AMDG wrote:
RamblerNation wrote:
...I've always hated the Big 12. The most boring, least inspired, least cultured basketball after the Big 10. For all the money they have and all the "talent" they talk about, they are from a historic or impactful player on the culture of college basketball...what the big historic stories in the Big 12? For me what comes to mind are" 1) Bobby Knight going to Texas Tech and failing and 2) Scott Drew...
Yeah, what does that conference have other than one the top three programs in the history of college basketball at which the sport was created, the likely top pick in the NBA draft this year, the 2020 national champions...Horrible league, I tell ya
Thanks AMDG but I can't help but add that Big 12 (Big Eight plus Southwest Conference) history is more than KU. Bob Knight and Scott Drew are hardly historic in the conference. How about Oklahoma State and Henry Iba? Kansas State and a guy Nation may actually remember named Tex Winter?
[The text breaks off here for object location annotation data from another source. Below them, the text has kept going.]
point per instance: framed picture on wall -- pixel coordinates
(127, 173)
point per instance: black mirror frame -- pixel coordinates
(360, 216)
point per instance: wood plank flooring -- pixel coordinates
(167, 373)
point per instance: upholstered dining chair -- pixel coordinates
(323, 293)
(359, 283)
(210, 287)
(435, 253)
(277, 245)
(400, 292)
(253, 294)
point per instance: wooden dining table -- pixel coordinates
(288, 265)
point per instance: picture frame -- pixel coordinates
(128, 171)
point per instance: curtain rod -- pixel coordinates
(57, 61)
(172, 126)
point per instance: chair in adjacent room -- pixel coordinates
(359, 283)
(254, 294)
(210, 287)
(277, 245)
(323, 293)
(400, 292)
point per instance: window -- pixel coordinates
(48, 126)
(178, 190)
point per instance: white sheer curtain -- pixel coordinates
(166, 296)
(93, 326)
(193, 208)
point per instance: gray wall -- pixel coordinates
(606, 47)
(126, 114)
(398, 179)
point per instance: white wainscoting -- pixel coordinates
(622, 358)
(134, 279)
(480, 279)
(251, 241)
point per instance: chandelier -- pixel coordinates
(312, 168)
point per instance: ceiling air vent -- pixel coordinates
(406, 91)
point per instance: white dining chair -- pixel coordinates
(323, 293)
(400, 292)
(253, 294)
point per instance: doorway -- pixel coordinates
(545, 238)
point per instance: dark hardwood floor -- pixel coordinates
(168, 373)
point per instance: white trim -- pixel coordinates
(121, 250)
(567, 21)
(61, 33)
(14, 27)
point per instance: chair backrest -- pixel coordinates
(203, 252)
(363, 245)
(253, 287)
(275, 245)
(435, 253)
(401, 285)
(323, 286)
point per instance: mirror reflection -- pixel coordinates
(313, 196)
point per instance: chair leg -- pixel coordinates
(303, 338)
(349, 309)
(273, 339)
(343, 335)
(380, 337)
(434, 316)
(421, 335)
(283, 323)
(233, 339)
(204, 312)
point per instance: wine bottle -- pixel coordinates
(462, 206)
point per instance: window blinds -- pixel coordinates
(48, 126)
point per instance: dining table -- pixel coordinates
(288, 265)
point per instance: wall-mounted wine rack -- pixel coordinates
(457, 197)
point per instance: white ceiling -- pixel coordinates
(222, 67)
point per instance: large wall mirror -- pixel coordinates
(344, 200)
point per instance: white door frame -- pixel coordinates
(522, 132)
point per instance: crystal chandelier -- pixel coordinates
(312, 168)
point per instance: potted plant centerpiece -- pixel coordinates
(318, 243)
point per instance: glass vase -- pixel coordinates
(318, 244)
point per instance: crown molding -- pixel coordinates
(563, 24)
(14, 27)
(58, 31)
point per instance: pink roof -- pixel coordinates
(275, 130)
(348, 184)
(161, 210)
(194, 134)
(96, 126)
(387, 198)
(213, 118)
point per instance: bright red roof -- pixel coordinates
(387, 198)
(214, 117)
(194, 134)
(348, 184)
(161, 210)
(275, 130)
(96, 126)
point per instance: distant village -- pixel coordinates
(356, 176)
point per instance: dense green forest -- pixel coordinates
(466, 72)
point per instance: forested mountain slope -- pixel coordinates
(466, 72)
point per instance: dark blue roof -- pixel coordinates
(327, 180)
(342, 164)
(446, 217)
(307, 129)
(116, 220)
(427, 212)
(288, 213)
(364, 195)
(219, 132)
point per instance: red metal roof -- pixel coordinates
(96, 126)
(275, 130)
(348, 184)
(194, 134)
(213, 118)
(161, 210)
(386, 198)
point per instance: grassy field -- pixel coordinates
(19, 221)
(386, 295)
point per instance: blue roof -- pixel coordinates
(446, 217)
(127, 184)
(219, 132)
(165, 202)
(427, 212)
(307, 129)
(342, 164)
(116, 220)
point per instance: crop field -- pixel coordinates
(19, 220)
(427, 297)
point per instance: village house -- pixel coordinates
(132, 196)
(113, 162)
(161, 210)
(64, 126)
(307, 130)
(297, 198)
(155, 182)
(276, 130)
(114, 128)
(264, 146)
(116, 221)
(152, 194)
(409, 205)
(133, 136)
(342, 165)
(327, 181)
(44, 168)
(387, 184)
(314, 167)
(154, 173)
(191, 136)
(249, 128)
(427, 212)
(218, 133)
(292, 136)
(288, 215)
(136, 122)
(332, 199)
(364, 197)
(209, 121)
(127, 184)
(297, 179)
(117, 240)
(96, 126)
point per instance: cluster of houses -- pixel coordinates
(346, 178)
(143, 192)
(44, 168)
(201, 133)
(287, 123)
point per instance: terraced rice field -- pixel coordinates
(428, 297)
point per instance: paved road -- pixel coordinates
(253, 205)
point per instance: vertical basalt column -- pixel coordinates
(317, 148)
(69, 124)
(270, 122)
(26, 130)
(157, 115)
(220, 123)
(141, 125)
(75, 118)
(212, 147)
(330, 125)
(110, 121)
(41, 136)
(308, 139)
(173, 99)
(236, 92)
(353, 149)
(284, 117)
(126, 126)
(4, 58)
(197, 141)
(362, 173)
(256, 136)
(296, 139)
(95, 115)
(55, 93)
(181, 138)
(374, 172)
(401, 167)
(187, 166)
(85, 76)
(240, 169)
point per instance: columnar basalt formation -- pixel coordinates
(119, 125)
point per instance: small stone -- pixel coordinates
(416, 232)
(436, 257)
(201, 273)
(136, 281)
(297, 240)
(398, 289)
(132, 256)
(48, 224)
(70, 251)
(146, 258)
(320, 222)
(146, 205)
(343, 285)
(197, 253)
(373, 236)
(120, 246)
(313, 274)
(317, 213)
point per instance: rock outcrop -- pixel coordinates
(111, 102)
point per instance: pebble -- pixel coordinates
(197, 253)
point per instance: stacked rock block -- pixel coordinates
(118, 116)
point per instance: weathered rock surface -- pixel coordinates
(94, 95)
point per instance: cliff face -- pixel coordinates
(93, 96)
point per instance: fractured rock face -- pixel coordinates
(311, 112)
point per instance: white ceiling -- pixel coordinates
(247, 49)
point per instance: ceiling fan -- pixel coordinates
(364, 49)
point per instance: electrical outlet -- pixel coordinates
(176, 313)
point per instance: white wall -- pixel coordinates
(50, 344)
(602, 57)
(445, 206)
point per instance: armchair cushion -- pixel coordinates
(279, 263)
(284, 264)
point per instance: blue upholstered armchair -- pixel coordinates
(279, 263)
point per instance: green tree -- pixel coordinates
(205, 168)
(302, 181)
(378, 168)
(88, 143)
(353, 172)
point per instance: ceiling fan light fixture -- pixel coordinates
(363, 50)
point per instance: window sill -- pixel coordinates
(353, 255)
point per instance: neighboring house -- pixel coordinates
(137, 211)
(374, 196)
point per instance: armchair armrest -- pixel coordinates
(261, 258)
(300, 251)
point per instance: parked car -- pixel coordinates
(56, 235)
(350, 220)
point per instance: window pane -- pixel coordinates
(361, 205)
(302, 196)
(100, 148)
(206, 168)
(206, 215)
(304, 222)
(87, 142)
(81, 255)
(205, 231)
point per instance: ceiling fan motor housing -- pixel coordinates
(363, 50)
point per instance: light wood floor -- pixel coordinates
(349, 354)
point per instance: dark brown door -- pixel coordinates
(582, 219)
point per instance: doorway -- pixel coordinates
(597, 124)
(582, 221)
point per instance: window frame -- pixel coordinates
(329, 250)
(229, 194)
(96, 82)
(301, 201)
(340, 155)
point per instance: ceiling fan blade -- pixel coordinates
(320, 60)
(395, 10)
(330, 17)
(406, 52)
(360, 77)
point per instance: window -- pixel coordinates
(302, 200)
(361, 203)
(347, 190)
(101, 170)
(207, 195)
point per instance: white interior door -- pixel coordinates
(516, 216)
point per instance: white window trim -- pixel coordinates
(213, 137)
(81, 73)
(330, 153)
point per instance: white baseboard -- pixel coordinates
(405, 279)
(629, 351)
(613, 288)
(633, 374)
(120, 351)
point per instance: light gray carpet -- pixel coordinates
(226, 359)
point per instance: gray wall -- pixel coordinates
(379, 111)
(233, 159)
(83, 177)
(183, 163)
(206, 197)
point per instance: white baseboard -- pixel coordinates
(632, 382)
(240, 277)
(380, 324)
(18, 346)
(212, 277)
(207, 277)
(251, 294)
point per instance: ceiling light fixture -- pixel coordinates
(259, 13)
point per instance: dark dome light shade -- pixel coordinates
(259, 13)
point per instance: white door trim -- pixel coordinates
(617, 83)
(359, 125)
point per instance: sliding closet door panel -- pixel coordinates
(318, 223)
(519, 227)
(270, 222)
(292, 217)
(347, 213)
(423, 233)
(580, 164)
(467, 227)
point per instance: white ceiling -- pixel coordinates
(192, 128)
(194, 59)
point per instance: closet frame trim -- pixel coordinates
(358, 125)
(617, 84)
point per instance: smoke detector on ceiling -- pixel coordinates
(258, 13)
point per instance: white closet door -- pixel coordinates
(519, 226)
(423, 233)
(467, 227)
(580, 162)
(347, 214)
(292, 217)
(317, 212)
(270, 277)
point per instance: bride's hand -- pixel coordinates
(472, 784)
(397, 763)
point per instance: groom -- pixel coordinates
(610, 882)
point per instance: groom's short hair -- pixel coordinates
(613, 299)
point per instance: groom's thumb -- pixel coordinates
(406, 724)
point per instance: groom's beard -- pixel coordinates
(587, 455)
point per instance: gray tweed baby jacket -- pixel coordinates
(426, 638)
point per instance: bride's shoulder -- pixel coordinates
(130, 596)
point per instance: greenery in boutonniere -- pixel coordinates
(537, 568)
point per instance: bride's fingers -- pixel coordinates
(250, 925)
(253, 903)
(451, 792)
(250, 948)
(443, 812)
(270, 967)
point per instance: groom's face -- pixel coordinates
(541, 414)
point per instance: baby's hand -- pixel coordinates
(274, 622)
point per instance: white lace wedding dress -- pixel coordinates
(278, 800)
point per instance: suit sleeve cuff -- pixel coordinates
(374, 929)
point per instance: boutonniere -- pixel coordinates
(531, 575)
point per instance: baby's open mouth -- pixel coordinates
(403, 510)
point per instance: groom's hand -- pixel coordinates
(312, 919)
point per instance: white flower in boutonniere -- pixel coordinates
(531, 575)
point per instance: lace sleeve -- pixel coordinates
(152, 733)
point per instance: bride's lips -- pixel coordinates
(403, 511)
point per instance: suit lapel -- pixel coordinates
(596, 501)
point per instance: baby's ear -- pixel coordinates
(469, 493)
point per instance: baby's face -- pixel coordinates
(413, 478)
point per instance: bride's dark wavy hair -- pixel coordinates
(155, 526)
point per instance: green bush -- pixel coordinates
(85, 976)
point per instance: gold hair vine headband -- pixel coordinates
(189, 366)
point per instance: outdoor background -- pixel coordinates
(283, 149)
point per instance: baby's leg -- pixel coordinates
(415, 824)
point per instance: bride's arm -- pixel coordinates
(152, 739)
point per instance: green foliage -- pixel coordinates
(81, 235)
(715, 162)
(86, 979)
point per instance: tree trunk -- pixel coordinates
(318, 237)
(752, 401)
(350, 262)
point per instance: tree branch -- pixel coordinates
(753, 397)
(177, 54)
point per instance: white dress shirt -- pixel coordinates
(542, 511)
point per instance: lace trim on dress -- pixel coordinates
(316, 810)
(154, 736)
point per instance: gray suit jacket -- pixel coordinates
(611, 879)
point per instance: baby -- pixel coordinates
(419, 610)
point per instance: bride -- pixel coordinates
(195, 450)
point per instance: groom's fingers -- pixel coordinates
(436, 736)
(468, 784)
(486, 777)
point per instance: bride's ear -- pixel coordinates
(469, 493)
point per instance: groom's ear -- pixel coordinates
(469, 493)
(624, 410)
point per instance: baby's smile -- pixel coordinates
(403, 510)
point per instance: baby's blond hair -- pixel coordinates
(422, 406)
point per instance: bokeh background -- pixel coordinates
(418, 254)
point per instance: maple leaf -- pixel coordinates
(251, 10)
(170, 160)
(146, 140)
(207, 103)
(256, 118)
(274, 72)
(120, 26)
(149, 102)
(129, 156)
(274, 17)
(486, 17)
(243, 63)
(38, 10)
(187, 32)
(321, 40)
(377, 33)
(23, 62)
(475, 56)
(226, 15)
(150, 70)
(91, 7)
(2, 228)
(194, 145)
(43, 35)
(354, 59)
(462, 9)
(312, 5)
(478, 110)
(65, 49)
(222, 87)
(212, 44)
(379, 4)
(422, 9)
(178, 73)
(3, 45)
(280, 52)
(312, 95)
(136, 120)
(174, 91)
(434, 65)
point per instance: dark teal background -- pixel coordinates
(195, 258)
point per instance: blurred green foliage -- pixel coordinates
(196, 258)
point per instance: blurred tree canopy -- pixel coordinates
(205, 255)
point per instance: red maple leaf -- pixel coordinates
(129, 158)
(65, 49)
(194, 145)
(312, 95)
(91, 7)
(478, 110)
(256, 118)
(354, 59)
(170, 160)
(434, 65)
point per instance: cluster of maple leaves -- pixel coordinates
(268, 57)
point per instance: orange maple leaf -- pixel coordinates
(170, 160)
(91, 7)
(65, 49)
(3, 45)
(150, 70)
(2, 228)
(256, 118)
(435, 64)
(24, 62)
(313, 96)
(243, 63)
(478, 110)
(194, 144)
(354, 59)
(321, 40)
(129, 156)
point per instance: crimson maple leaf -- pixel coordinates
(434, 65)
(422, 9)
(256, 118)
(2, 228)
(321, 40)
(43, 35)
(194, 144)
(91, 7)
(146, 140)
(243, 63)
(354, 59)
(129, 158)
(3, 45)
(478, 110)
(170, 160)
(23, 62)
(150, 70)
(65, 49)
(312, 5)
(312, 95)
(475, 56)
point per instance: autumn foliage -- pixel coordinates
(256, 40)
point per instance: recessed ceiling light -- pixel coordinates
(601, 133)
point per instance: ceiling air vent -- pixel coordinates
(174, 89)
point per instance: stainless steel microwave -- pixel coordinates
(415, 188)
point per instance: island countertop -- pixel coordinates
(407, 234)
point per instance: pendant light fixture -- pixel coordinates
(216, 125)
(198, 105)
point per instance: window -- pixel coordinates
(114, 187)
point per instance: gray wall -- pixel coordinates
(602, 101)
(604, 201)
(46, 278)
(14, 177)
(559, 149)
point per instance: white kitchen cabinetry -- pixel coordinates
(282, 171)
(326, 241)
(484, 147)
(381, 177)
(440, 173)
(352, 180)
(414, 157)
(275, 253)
A number of teams trace back to the second oldest conference in the country, the MVC. The Big 12 is only 25 years old but there are rich basketball traditions in both of the leagues from which it was formed. Games?, e.g., Oklahoma's four point loss to Kansas in the 1988 national final is a classic. You're entitled to think it's boring, but you can't say it doesn't have significant history.
Bob Knight did not fail at Texas Tech. He executed the most amazing transition in a basketball program I have ever seen. And he did it in seven months after stripping the roster down to three players, turning a 9-19 team into a 23-9 team. He won at least 21 games in five of his six complete seasons and went to the NCAA 4 times.